For one crazy reason or another, I decided to attend college in the Inland Empire, away from my home near the ocean. I was born and raised in Orange County, and each summer would be filled with prominent tan lines, s'more making bonfires, and car trunks full of sand. I took the cool sea breeze for granted, and once I moved only a few miles inland where the air stayed still, I finally realized what I had taken for granted.

Don't get me wrong, I loved my college days. Yet, compared to Orange County the summers in Riverside were hotter, drier, and much more miserable without proper cooling. I would remember, after a rainfall, how green and lush the wild plants would be in Box Springs reserve and then once the heat wave kicked in, the whole landscape dried to tan dust. The dust eventually got to me. My eczema broke in full force and I had to make it a religion to moisturize my skin.

I never stayed in one place for long. Every 9 months I would be moving; either back home to Orange County or to another apartment complex with different roommates. For the first three summers I dreaded moving back to my parents after my academic year was done. After I had my first stable job, I spent my sophomore-junior summer at home and it was ultimately the last I had there.
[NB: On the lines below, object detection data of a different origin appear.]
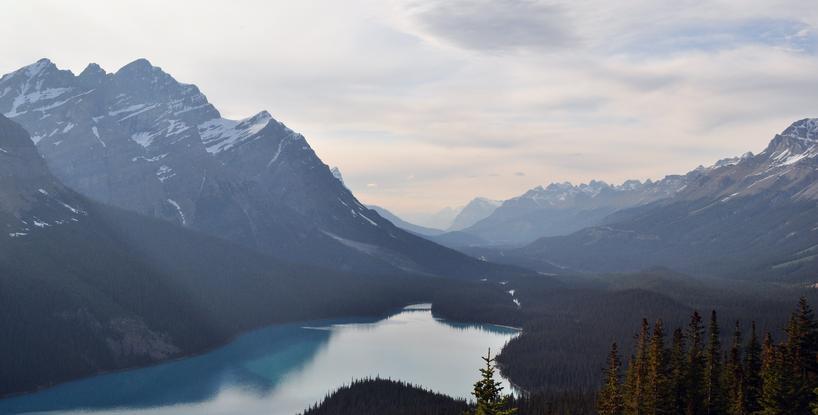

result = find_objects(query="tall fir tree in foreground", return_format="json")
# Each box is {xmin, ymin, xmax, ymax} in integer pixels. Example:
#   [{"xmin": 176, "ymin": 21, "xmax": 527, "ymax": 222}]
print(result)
[
  {"xmin": 596, "ymin": 343, "xmax": 625, "ymax": 415},
  {"xmin": 722, "ymin": 321, "xmax": 749, "ymax": 415},
  {"xmin": 624, "ymin": 319, "xmax": 650, "ymax": 415},
  {"xmin": 744, "ymin": 321, "xmax": 761, "ymax": 414},
  {"xmin": 703, "ymin": 310, "xmax": 724, "ymax": 415},
  {"xmin": 645, "ymin": 319, "xmax": 672, "ymax": 414},
  {"xmin": 684, "ymin": 311, "xmax": 705, "ymax": 415},
  {"xmin": 669, "ymin": 328, "xmax": 687, "ymax": 415},
  {"xmin": 783, "ymin": 297, "xmax": 818, "ymax": 414},
  {"xmin": 758, "ymin": 333, "xmax": 788, "ymax": 415},
  {"xmin": 472, "ymin": 349, "xmax": 517, "ymax": 415},
  {"xmin": 598, "ymin": 298, "xmax": 818, "ymax": 415}
]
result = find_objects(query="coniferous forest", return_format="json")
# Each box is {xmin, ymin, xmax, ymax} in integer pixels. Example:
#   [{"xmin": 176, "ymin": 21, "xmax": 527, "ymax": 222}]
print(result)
[{"xmin": 597, "ymin": 298, "xmax": 818, "ymax": 415}]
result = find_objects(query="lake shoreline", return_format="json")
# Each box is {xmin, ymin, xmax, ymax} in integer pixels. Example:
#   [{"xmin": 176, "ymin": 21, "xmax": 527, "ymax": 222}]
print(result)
[{"xmin": 0, "ymin": 303, "xmax": 420, "ymax": 401}]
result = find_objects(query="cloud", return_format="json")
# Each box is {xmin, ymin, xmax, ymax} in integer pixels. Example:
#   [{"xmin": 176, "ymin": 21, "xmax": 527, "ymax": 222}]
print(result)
[
  {"xmin": 6, "ymin": 0, "xmax": 818, "ymax": 213},
  {"xmin": 410, "ymin": 0, "xmax": 578, "ymax": 52}
]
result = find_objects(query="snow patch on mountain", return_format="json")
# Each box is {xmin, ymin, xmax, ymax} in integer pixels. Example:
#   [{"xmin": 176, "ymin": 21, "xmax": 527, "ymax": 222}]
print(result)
[{"xmin": 198, "ymin": 111, "xmax": 273, "ymax": 154}]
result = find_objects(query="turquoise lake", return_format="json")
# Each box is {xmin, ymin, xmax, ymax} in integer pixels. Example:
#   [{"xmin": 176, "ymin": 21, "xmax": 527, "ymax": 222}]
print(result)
[{"xmin": 0, "ymin": 304, "xmax": 518, "ymax": 415}]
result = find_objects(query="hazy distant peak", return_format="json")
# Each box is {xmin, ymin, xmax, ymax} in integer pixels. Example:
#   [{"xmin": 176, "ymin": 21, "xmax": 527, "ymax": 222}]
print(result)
[
  {"xmin": 781, "ymin": 118, "xmax": 818, "ymax": 142},
  {"xmin": 330, "ymin": 166, "xmax": 345, "ymax": 184}
]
My first summer in Riverside was fantastic. I had the apartment virtually all to myself and an absent roommate. It was funny...even though I lived with her for a few nights she finally just disappeared and kept on paying rent up until the end of summer. I figured that her parents must be very rich. But in mid-June, the AC broke down. I wasn't a heavy AC there was a public pool right across the street with a diving board. But then, I began to feel the pain.

Imagine living in 100 degree weather with no AC. I found out cheaper alternatives to keep myself cool, but I ended up borrowing my mother's box fan to make myself comfortable. I loved that box fan. It had years of tear and abuse put onto it; from kicking it down and grimy knobs.

I realize now that college students can really benefit from portable AC units and fans. I know, firsthand, how college living was like...and it was impossible to stay in one place at any given time. I told myself if there was anyone I knew heading off to college, my first gift to them would be a fan.